I loved the pine, not for its intrinsic value alone, but for the memory it awakened. However, the time had come to cut and fell this last monarch. The hardwood was being cut around it. Huge piles of tops and brush were in every direction. It might survive until some future day in the hot summer, when some unthinking halfwit would drop a match in the dry tinder of the slashing. The prospect would be similar to that already seen in sections of Wexford, Roscommon, Kalkaska, Grand Traverse and many other counties.
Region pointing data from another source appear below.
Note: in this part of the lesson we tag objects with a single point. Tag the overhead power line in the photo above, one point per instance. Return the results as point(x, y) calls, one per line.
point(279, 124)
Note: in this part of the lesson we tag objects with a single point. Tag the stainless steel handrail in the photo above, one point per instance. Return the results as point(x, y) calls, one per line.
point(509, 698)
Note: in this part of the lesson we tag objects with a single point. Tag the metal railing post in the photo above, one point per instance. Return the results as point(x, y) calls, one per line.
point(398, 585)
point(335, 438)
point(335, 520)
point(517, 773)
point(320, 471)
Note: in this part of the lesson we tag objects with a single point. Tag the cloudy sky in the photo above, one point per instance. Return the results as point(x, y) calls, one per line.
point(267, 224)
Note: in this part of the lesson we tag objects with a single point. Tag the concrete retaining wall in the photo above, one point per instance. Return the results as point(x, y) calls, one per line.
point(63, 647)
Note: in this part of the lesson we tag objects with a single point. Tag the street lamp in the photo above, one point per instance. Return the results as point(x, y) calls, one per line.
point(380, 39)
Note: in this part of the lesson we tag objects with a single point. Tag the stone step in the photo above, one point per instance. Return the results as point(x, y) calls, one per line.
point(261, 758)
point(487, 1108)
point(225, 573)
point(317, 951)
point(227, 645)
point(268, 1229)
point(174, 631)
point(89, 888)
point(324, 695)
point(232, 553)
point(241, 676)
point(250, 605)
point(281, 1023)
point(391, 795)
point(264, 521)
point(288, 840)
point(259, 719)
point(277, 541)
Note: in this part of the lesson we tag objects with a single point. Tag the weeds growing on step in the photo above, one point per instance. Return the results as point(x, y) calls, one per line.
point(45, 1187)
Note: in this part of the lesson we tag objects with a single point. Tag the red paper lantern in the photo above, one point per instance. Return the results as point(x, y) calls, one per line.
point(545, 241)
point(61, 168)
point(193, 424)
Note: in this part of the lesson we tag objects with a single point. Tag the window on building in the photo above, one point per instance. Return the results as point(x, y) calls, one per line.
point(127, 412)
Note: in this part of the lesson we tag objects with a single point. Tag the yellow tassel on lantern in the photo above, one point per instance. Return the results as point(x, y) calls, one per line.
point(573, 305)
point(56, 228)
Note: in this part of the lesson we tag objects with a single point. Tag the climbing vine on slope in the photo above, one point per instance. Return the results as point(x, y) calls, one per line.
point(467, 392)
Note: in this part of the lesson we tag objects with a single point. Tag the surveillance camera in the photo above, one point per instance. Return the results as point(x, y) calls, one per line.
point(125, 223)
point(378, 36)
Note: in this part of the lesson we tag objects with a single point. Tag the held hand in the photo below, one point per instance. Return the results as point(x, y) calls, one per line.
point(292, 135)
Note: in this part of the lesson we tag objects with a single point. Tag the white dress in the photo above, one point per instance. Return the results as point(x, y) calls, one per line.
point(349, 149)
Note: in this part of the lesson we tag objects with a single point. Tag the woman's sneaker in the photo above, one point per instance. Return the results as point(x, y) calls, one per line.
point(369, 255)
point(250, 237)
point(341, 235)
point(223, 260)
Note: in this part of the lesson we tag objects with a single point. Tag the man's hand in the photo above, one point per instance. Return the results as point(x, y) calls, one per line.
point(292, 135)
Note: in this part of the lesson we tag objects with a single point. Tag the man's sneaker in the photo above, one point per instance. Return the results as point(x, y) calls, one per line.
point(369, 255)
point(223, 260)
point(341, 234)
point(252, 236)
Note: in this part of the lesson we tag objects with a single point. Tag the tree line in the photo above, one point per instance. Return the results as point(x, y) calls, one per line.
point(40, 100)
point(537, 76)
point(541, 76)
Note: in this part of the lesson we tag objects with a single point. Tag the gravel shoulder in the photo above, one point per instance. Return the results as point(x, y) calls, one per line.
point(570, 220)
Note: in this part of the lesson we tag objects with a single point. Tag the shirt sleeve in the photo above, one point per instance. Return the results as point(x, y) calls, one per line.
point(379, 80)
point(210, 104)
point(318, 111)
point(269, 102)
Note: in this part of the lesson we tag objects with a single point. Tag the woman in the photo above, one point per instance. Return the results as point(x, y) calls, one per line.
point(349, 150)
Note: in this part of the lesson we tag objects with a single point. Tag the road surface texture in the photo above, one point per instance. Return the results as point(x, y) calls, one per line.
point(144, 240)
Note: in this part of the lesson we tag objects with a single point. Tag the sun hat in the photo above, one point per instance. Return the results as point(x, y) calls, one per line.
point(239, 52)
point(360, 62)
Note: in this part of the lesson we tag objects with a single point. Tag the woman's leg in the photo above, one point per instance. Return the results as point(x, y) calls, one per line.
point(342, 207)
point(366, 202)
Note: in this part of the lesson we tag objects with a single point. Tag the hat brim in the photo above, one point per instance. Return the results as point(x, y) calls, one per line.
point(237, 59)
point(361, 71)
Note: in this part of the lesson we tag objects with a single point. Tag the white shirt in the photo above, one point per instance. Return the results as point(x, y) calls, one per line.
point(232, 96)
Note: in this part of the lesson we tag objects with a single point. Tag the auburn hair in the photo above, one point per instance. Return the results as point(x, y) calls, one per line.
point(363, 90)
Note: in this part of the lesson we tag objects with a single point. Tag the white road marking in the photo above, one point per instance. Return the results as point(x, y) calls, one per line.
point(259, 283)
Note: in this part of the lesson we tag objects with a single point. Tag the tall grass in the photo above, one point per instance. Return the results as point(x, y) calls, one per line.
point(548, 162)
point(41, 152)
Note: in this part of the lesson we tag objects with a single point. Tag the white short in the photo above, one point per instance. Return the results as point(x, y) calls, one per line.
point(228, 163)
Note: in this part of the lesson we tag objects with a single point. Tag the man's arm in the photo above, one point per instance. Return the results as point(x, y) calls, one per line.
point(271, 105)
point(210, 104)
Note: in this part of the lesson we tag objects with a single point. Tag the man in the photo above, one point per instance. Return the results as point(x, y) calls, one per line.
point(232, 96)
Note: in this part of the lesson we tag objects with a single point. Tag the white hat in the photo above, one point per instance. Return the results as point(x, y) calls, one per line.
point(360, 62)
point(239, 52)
After getting several good pictures of the landscape and the tree from various positions, I watched it being cut and skidded ready for the hauling.

Then, as the day was advancing, I was called to the sleigh for our return trip to the city. Strange it may seem. No one but an old lumberman can understand when I say I was both glad as well as sorry, to be present at the cutting of the last pine.”

Woodward, Scott. “Cutting of the Last Pine.” Life in Pictures in Prose and Verse. Traverse City: Scott Woodward, 1911. 133-136.

Amy Barritt is co-editor of Grand Traverse Journal. Beautiful pieces of prose and poetry reside unexplored in the rare books collection in the Nelson Room of Traverse Area District Library, and she invites you to come and find yourself a long-lost treasure.

2 thoughts on ““Cutting the Last Pine”: A Romantic Vision of the End of the Lumber Era, 1911”

  1. HAVE A COPY OF THE BOOK “LIFE PICTURES” WITH THE EXACT PICTURE IN IT. THE INTRODUCTION WAS WRITTEN BY GEO. W. KENT EDITOR TRAVERSE CITY DAILEY EAGLE

    1. You’re pretty lucky, Charles! This is a great book. It really shows Woodward’s humor and whimsy. I don’t know how many copies still exist, but I imagine it was originally a pretty limited, local run.